The current main DNA stretching methods comprise a nano-channel electrophoresis stretching method, an atomic force microscope manipulation method, an optical clamp manipulation method, a magnetic clamp manipulation method, a micro-flow field stretching method and the like. The nano-channel electrophoresis stretching method (Nat Biotechnol,2012,30(8),762- & 763; Nucleic Acids Res,2019,47(15), e89.) drives DNA molecules into a nano-channel (usually the diameter of the channel is less than 30nm) by electrophoretic force, and DNA extends to be linear under the restriction of the nano-channel. The method has high stretching ratio (about 0.8-1) and stretching uniformity. However, the nanochannel processing and instrumentation required for this method is very complex and expensive. Individual DNA molecules can be stretched accurately by atomic force microscopy, optical and magnetic clamping (Nucleic Acids Res,2016,44(9), 3971-7988), however, this type of method stretches only one or a small number of DNA molecules at a time and is very expensive in terms of equipment. The micro-flow field stretching method (Soft Matter,2015,11(16), 3105-. The molecular combing and stretching method (ACS Nano,2013,7: 9724-.

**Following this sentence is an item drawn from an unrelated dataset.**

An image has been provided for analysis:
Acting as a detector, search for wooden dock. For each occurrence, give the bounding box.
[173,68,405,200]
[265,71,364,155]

In summary, so far, a unimolecular DNA stretching method with the advantages of less DNA sample demand, convenient operation, high stretching rate, convenient integration with DNA sample processing and detection links, etc. needs to be constructed, and the method has important significance for DNA optical map application.
Disclosure of Invention
The technical problem to be solved by the invention is to provide a magnetic control molecular combing method for stretching single-molecule DNA aiming at the defects of the prior art.
In order to solve the technical problem, the magnetic control molecular combing method for stretching the single-molecule DNA comprises the following steps:
dripping a DNA solution containing magnetic particles to a substrate;
magnetic control is utilized to drive the magnetic particles to drive the DNA liquid drops to move;
and in the process of moving the DNA liquid drop, the moving gas-liquid-solid interface stretches the monomolecular DNA adsorbed on the substrate.
As a possible embodiment, further, the magnetic particles are one or more of iron powder, ferroferric oxide magnetic microspheres, urea resin magnetic microspheres, polystyrene magnetic microspheres, silica magnetic microspheres, and g-ferric oxide microspheres.
As a possible embodiment, further, the substrate is one or more of a hydrophobic modified substrate and a positively charged modified substrate.
As a possible embodiment, further, the hydrophobic modification method of the substrate is one or more of silanized molecule fumigation modification and hydrophobic polymer spin coating modification.
As a possible embodiment, further, the silanized molecule in the fumigation modification of the silanized molecule is one or more of trimethylchlorosilane, 3-aminopropyltriethoxysilane and trimethylchlorosilane; the hydrophobic polymer in the hydrophobic polymer spin-coating modification is one or more of polymethyl methacrylate, polydimethylsiloxane, polystyrene, highly oriented pyrolytic graphite, graphene oxide, polytetrafluoroethylene and ZEONEX.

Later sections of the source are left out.